Facendo seguito alla L. 162/21, lo scorso 16 marzo è stata pubblicata la prassi di riferimento sulla parità di genere UNIPDR 125 che delinea i requisiti per la certificazione di parità di genere.  L’obiettivo è produrre un cambiamento durevole nel tempo e colmare i gap attualmente esistenti (retribuzioni, trattamenti, mansioni, qualifica, ecc.), improntando un nuovo Dna nelle organizzazioni. Queste vengono classificate in quattro fasce in base al numero degli addetti, la prima è la fascia 1 composta da aziende micro (addetti 1-9), fascia 2 da piccole (addetti 10-49) , fascia 3 da medie (addetti 50-249), fascia 4 da grandi (addetti 250 in su ). La UNIPDR 125 prevede la strutturazione e adozione di un insieme di indicatori prestazionali (KPI) attinenti alle politiche di parità di genere nelle organizzazioni.

Certificazione della parità di genere, gli indicatori di un’organizzazione inclusiva

Per garantire il livello di maturità della singola organizzazione, sono state individuate dalla norma sei aree di indicatori attinenti alle differenti variabili su cui lavorare per rendere un’organizzazione inclusiva e rispettosa della parità di genere. Eccole qui sotto indicate:

  1. governance;
  2. processi HR;
  3. tutela genitorialità e conciliazione vita-lavoro;
  4. equità remunerativa per genere;
  5. opportunità di crescita ed inclusione delle donne in azienda;
  6. cultura e strategia..

Ad ogni area viene assegnato un punteggio, il cui raggiungimento viene ponderato per il peso dell’area di appartenenza (la soglia per ottenere la certificazione è il 60%). Una volta ottenuta la certificazione, l’organizzazione deve valutare il grado di maturità raggiunta, attraverso un monitoraggio annuale e una verifica ogni due anni.

È necessario, pertanto, innovare i modelli di business che non sono più efficaci nel contesto attuale di digitalizzazione e sostenibilità, sviluppando organizzazioni inclusive. La certificazione non dovrebbe essere vissuta come l’ennesimo adempimento burocratico ma come una opportunità per una spinta innovativa che si inserisca nello scenario economico attuale. L’attuazione di un sistema di gestione per la parità di genere presuppone l’attivazione delle seguenti aree:

  • opportunità di crescita in azienda e parità di retribuzioni;
  • politiche per la gestione della genitorialità e della conciliazione vita-lavoro;
  • politiche di gestione dei processi aziendali.

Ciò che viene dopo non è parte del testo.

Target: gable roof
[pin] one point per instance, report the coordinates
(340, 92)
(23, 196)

Come possono le aziende diventare inclusive e promuovere la diversità

Prima di tutto l’obiettivo è comunicare le politiche, educare e dare l’esempio; creare costanti momenti di confronto tra gli addetti e la direzione aziendale. Inoltre è fondamentale includere agenti di cambiamento in diversi processi e creare un ambiente sicuro, empatico e fiducioso. Sostanzialmente, per realizzare un vero cambiamento di paradigma, i principi di parità di genere e rispetto delle diversità vanno integrati negli obiettivi aziendali.

Tutto ciò si può attuare dal recruiting fino al pensionamento, garantendo pari opportunità di carriera, cercando di attuare ed introdurre a livello aziendale accordi con le parti sociali, processi di Smart Working, azioni di welfare aziendale per migliorare il work-life balance. Diventa basilare quindi, implementare programmi di sviluppo manageriale rivolti a uomini e donne per abbattere stereotipi e pregiudizi, forme di abuso fisico, verbale e digitale, proponendo una cultura dell’inclusione e della diversità.